Annie’s discovery explained the pungent, unnerving smell that she’d awoken to during the night. She cast it away, assuming it was rotting food, never imagining (stupid, stupid girl) that Edgar was lying about what happened to Christian. The look in Edgar’s lying eyes should have told the whole story, but she was a goddamned fool. Not to mention the fact that nothing could have pried her away from cuddling with her son throughout the night.
When she had Christian fully removed from the darkened bulkhead, exposed to the tiny bits of morning light that snuck in through the solitary window on the other side of the basement, he looked even worse than her first glimpse, through the stygian dark. Natural light always made things look worse.
He didn’t look like the man she had married. He looked like a deformed ghoul.
Annie grabbed a sheet from the closet. It was dripping wet because it had dropped off the shelf at some point, uselessly soaking up water that would not cease. It would still serve its purpose.

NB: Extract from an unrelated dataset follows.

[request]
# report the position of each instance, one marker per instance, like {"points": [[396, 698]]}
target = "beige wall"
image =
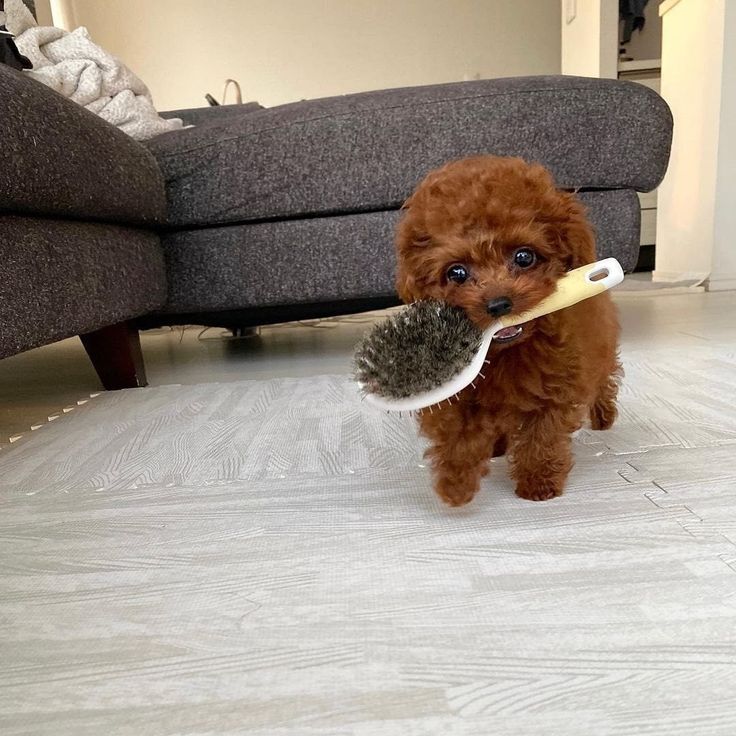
{"points": [[695, 211], [285, 50]]}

She covered her husband’s body, whispering something that may or may not have been an insane person’s prayer, and wished with all her might that Paulie would not discover this terrible sight. It would ruin what remained of his life if he found his father’s body like this. Her boy would be screwed up for the rest of his life regardless of what happened (but wouldn’t all the world’s children be in the same boat, if any of them actually survived?). She wasn’t a fan of adding insult to injury.